I actually like this stage of the editing process. A good editor will provide comments on everything - character, plotting, writing style, dialogue, point of view, pace, narrative, tone, structure, marketing possibilities, audience targetting, even use of research! The objective of this type of editorial is to offer feedback that can assist a writer to improve the content of their manuscript. (Aside: Grammar correction editorial occurs much later in the process when the content is bedded down substantively.)
I have never been a writer precious about the exact form of the words I commit to paper - the sort of feedback offered in manuscript assessment is intended to inspire fresh ideas generated from a fresh perspective. Sure, re-writing some content takes time, but I can unequivocally say that the independent editorial view ultimately supports the delivery of a better end product.
First drafts are never perfect. Final drafts are not either. And the five redrafts in between rely on a symbiotic and trusting relationship between an editor and a writer.

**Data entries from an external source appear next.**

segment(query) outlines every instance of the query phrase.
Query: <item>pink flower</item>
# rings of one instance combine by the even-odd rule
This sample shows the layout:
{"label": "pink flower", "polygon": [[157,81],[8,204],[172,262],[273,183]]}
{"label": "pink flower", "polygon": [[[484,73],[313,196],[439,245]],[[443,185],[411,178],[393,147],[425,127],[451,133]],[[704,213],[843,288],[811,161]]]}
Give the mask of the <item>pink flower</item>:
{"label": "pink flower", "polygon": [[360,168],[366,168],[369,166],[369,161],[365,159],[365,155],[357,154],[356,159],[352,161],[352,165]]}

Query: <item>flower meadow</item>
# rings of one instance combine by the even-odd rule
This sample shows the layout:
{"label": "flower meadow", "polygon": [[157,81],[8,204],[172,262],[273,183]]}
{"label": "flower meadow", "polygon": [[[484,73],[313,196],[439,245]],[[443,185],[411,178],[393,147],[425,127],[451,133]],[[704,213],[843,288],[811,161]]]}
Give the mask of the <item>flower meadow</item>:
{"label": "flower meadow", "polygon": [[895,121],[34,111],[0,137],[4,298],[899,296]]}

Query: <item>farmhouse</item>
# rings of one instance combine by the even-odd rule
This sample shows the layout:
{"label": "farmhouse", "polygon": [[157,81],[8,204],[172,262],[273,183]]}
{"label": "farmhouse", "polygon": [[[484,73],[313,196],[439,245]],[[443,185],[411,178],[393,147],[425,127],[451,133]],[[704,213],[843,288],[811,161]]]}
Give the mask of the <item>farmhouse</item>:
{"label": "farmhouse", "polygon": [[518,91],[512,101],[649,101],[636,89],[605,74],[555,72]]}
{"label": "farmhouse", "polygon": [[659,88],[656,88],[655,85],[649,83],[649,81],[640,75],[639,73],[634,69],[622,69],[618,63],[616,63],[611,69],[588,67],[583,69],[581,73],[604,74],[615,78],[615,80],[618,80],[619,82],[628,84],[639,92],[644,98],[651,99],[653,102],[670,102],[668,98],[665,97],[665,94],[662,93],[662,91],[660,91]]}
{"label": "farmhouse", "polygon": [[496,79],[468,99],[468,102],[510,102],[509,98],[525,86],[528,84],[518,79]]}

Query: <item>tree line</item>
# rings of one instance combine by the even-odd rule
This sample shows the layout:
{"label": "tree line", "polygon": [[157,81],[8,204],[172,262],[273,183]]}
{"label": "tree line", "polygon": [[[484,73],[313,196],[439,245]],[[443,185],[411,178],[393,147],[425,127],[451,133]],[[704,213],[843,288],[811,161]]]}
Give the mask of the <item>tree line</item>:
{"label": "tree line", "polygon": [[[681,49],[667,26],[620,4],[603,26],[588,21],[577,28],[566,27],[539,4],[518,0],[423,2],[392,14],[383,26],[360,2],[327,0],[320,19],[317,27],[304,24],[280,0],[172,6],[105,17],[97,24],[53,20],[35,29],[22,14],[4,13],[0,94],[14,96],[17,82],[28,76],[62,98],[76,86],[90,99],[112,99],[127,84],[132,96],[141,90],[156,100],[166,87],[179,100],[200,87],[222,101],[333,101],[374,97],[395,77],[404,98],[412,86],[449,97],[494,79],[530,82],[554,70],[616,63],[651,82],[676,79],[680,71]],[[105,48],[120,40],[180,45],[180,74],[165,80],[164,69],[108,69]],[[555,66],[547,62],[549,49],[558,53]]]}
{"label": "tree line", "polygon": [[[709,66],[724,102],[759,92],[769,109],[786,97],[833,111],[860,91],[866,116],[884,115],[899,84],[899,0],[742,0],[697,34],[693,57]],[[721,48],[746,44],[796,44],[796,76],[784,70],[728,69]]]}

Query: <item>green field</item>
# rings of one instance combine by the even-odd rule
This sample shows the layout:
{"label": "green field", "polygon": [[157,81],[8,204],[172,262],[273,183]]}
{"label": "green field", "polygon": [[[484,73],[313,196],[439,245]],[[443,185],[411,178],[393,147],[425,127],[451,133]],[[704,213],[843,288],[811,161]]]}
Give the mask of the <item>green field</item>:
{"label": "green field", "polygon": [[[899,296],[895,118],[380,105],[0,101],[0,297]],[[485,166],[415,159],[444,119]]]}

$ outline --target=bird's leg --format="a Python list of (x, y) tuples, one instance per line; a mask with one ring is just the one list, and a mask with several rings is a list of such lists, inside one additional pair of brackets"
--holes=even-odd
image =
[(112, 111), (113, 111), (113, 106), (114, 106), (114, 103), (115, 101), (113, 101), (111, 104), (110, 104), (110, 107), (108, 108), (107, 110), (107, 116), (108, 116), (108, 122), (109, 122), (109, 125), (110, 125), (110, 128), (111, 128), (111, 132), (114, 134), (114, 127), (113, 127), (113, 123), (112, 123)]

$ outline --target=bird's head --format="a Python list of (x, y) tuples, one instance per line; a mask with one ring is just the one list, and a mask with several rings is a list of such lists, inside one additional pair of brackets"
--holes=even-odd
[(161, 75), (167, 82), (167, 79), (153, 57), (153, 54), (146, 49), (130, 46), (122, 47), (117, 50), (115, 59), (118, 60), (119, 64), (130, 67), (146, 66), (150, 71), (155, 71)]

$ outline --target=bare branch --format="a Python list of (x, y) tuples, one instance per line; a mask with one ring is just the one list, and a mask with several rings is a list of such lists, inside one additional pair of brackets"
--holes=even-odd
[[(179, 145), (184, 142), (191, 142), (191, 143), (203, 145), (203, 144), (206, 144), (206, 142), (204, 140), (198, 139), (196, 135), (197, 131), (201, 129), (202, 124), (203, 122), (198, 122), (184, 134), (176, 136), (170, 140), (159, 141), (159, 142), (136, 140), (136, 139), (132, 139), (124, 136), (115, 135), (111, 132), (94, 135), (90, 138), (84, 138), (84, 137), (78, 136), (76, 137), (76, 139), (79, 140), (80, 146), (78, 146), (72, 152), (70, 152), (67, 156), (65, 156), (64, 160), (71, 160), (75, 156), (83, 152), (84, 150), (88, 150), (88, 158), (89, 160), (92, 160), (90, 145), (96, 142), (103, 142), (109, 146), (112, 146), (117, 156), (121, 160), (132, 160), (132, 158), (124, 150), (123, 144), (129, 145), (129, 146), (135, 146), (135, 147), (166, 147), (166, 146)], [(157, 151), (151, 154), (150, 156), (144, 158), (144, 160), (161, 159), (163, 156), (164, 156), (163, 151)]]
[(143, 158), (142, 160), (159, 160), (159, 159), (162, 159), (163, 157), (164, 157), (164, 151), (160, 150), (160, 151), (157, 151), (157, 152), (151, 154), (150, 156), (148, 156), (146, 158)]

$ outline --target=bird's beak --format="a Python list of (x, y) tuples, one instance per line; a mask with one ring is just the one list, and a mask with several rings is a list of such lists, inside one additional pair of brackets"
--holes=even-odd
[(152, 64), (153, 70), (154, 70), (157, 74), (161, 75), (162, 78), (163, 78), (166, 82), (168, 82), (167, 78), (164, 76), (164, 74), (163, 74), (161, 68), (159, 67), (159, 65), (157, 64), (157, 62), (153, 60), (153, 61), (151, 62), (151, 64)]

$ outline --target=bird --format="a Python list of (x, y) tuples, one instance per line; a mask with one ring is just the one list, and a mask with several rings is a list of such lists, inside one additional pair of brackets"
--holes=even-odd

I think this acceptance of the need for feedback is a bi-product of a professional (day job) career focussed on advising. My very first written briefing delivered to a government minister a long time ago (it seems like the dark ages now) was edited several times by folk far more experienced than me. It has been a long career in learning the nuances of communicating and marketing non-fiction messages effectively on challenging public policy issues. (Aside: there are times when I find the editorial done on my fiction writing so much less stressful!)
By the way, I do not need to agree with all the feedback given to me by my editor. Suggestions are after all just that, suggestions. It is nonetheless important to listen to the wise counsel a good editor provides. Respect your editor. The end result will be a better manuscript.